Simiaoa sunii

Scientific classification
- Domain: Bacteria
- Kingdom: Bacillati
- Phylum: Bacillota
- Class: Clostridia
- Order: Eubacteriales
- Family: Lachnospiraceae
- Genus: Simiaoa
- Species: S. sunii
- Binomial name: Simiaoa sunii Liu et al. 2021

= Simiaoa sunii =

- Genus: Simiaoa
- Species: sunii
- Authority: Liu et al. 2021

Species of the bacteria

Simiaoa sunii is a rod shaped bacterium that is non-mobile and is found in the gut of humans. This species was first discovered in 2021 in a study to create a Gut Microbiome Biobank. It was discovered in fecal samples from 239 healthy Chinese volunteers. The species was named after the historical Chinese medical scientist Sun Simiao (Tang dynasty, 618–907).

== Taxonomy, morphology and physiology   ==
The structure of the species is made up of 160 amino acids, has been 3D modelled and the species' DNA has been sequenced. This species was grown in MGAM medium for 2–10 days at 37 °C, pH 7.0–7.5.

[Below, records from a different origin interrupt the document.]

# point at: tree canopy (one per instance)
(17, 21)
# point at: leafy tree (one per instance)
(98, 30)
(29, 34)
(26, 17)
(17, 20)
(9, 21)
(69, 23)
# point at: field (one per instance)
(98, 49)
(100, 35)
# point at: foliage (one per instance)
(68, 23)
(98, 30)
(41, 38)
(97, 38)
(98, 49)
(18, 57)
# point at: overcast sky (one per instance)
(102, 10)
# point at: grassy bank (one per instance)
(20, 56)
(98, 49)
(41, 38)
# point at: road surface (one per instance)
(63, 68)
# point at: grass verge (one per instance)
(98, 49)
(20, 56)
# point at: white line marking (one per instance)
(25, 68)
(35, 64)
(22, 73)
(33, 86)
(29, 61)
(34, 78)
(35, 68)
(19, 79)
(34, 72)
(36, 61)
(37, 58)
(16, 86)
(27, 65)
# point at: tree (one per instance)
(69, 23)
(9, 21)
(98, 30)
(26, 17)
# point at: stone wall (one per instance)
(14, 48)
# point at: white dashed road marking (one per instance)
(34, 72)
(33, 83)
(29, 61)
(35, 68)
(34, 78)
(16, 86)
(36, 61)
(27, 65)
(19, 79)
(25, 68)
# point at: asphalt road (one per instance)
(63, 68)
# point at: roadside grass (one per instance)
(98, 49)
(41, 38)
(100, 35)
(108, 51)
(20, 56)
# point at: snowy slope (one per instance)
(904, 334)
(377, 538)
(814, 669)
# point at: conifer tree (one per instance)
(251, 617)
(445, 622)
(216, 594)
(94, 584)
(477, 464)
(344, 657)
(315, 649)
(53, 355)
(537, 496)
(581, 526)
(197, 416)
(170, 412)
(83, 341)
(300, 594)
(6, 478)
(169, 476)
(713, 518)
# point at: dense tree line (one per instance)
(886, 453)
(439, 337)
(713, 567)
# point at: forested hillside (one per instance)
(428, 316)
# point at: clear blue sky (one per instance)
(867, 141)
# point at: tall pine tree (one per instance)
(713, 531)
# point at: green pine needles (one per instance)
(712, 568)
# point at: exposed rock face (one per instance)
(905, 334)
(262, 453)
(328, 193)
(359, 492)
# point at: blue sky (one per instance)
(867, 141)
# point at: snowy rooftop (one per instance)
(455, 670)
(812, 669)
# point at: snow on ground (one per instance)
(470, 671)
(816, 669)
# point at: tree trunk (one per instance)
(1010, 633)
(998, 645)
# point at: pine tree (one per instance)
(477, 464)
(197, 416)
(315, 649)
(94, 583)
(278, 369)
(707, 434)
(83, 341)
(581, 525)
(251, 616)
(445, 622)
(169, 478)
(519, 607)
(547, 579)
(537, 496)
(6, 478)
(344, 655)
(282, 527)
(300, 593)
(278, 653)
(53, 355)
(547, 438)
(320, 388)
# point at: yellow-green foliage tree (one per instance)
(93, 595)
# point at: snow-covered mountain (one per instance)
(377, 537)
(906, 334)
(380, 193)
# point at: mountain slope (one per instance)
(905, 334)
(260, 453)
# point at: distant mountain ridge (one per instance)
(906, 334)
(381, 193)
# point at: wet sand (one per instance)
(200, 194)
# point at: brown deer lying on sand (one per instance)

== Mitochondrial base editing   ==
Mitochondrial base editing tools can be used to alter the function of genes by mutating a targeted DNA sequence. Where methods to do this, such as CRISPR, are unable to be used alternative methods have been investigated. Researchers at Wang Yaming Laboratory at Pekings University College of the Future identified a DddA homolog (Ddd_Ss) from S. sunii and was used to develop a method to mutate mtDNA loci. With a further single alteration of the amino acids of Ddd_Ss, the activity and sequence compatibility of homologs from Burkholderia cenocepacia were also improved.